Before I get into how to calculate the exit pupil, I'll bet you're wondering what an exit pupil is. This may get a little technical so please bear with me.
Here's how it works. A scope gathers light over the face of its front or objective lens and concentrates it out into the eyepiece in an area called the exit pupil.
The exit pupil of your scope should match the pupil size of your eye as closely as possible (or just a little larger) to get maximum low light performance and prevent scope blackout. You calculate the exit pupil diameter by taking the objective lens diameter (front lens closest to your target) and dividing it by the scope power.
For example, a scope with a 20mm objective lens and a power magnification of 2 will have a 10mm exit pupil. 7 to 8mm is about the maximum size that the human pupil will dilate in low light, so this scope will work well under low light conditions. A smaller exit pupil would not deliver as much light to the eye as the eye is willing to accept, however, a large exit pupil means that the eye does not have to be as precisely centered behind the scope to receive a full image.

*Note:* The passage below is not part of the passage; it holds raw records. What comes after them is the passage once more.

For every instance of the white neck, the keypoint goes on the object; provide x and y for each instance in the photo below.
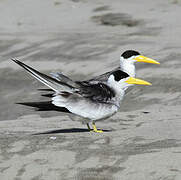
(128, 66)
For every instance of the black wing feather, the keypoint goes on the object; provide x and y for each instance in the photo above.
(98, 92)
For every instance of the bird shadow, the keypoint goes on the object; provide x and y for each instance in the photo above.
(71, 130)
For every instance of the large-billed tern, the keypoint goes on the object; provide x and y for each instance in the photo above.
(90, 100)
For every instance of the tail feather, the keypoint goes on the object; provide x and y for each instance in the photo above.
(44, 106)
(52, 83)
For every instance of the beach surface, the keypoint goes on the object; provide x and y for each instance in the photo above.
(82, 39)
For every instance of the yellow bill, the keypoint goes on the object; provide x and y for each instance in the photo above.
(132, 80)
(141, 58)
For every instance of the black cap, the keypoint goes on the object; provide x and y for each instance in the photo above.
(118, 75)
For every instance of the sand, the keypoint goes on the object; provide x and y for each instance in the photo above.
(85, 38)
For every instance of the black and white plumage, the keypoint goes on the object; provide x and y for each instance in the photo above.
(127, 60)
(91, 100)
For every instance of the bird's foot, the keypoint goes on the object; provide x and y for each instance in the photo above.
(95, 129)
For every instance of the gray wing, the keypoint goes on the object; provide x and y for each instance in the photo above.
(98, 92)
(103, 77)
(52, 83)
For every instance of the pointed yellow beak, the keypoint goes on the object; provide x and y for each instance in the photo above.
(141, 58)
(132, 80)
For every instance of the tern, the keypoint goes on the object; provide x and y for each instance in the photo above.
(89, 100)
(127, 60)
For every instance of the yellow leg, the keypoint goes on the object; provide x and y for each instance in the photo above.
(89, 127)
(95, 128)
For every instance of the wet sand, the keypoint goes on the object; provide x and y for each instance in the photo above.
(85, 38)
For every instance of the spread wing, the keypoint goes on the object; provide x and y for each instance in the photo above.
(98, 92)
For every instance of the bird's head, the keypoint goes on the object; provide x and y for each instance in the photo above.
(131, 56)
(121, 80)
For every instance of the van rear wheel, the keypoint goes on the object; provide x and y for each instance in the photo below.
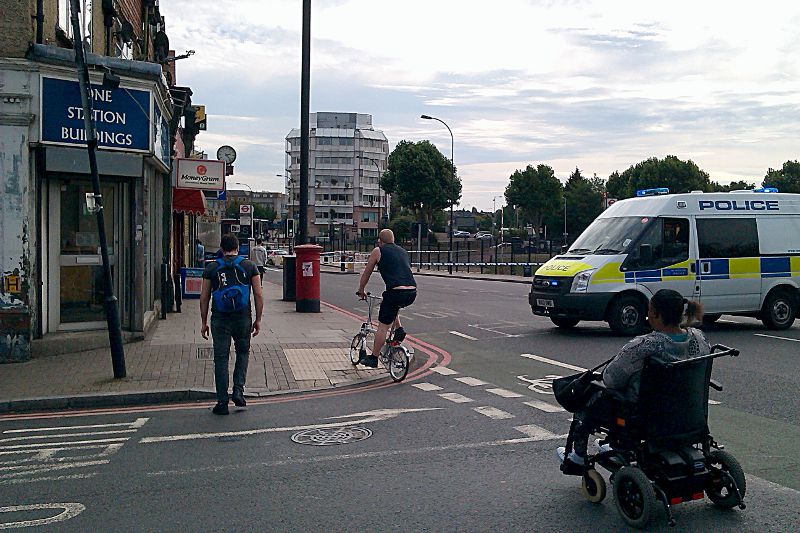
(780, 310)
(628, 315)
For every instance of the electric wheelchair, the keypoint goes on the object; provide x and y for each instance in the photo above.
(661, 448)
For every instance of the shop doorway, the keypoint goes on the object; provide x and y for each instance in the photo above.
(76, 286)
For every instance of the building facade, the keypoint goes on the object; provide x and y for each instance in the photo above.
(346, 159)
(52, 275)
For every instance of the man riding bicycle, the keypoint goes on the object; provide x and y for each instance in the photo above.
(401, 289)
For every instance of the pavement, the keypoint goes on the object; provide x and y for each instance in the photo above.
(294, 352)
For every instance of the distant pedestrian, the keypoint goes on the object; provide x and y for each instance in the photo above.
(260, 257)
(199, 253)
(227, 284)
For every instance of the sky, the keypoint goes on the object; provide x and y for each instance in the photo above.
(595, 85)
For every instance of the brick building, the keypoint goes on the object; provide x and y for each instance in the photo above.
(51, 294)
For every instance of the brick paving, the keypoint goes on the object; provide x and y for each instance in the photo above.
(294, 351)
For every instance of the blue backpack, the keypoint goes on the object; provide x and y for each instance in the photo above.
(233, 292)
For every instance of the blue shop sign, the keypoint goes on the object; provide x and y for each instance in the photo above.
(122, 116)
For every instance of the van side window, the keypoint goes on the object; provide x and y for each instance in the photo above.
(727, 237)
(669, 241)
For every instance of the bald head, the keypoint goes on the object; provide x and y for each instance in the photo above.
(386, 236)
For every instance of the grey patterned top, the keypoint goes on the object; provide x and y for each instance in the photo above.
(624, 371)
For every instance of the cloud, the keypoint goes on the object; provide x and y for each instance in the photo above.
(585, 83)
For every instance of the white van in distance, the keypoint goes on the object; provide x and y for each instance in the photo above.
(738, 253)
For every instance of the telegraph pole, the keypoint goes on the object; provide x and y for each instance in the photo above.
(110, 304)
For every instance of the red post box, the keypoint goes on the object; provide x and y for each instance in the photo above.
(306, 275)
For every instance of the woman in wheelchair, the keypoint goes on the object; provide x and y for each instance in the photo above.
(671, 340)
(652, 405)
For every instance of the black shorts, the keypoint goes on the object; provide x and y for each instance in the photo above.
(393, 301)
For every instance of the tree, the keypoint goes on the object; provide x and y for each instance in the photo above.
(536, 191)
(670, 172)
(421, 179)
(584, 202)
(732, 186)
(787, 179)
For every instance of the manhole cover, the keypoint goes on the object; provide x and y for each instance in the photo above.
(331, 436)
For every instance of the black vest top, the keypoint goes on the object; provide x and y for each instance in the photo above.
(395, 267)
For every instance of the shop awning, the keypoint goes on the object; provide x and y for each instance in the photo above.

For adjustable power scopes, 3-9x40mm for example, you get the exit pupil based on the power setting of the scope. For example: 40 divided by 3 = 13.33mm exit pupil and 40 divided by 9 = 4.44mm exit pupil. As you can see, the higher the magnification, the smaller the exit pupil, hence the lower the light gathering capabilities at higher magnifications.
When talking about light gathering capabilities, you'll want your exit pupil to be the same diameter or just a little larger than the conditions you're using the scope in. For instance, if your eye's pupil is dilated to 5mm, and the exit pupil of the scope is 7mm, then you have 2mm of leeway before your eye position behind the scope becomes critical.
If the exit pupil of the scope is smaller than the diameter of your eye's pupil, you'll start to encounter problems seeing the full image of your target.
Just as a frame of reference, the human pupil is normally dilated to about 5mm in standard light, 2-3mm in bright light, and 7-8mm in low light conditions.
Whew … I know my description was a little technical, but knowing what the exit pupil is and how it works will help you determine how to best utilize your scope.
You might also be wondering how the exit pupil calculation, light gathering characteristics, and scope magnification tie in with extended eye relief? Just remember, for EER handgun scope applications you'll be holding your scope anywhere from 5-30 inches away from your eye. This can be a significant distance if your scope does illuminate your target well enough and the position of your eye is not aligned with the exit pupil. These have a significant affect on EER, making it difficult to get off an accurate shot if not taken into account.
And … speaking of accurate shots, there are a few handgun scopes I recommend to give you the best chance of accomplishing those shots.
I think some of the best handgun scopes for Extended Eye Relief and light gathering capabilities are the Nikon EER Monarch series, the Leupold FX and VX series, and the Burris LER series. All three companies offer exceptional choices in optics as well as full lifetime guarantees. They're rugged and durable and 100% waterproof. They have unmatched lens coating systems which excel in brightness, clarity, and contrast.
Few companies are able to stack up, however, you'll have to make the best choice for your shooting application and go with the scope and company you feel most comfortable with.
They're not the cheapest scopes, but they're best overall value and definitely worth the investment.
Hopefully I've clarified questions you might have had about scope definitions and how to calculate critical components of a scope. Now, with this information, you'll be armed with the knowledge you need to make a wise EER scope selection.
Oh … one more thing. Usually, the amount of eye relief and magnification is listed in the specifications by most manufacturers, so you should be able to get a good feel for what you need after applying the knowledge you've gained from this article.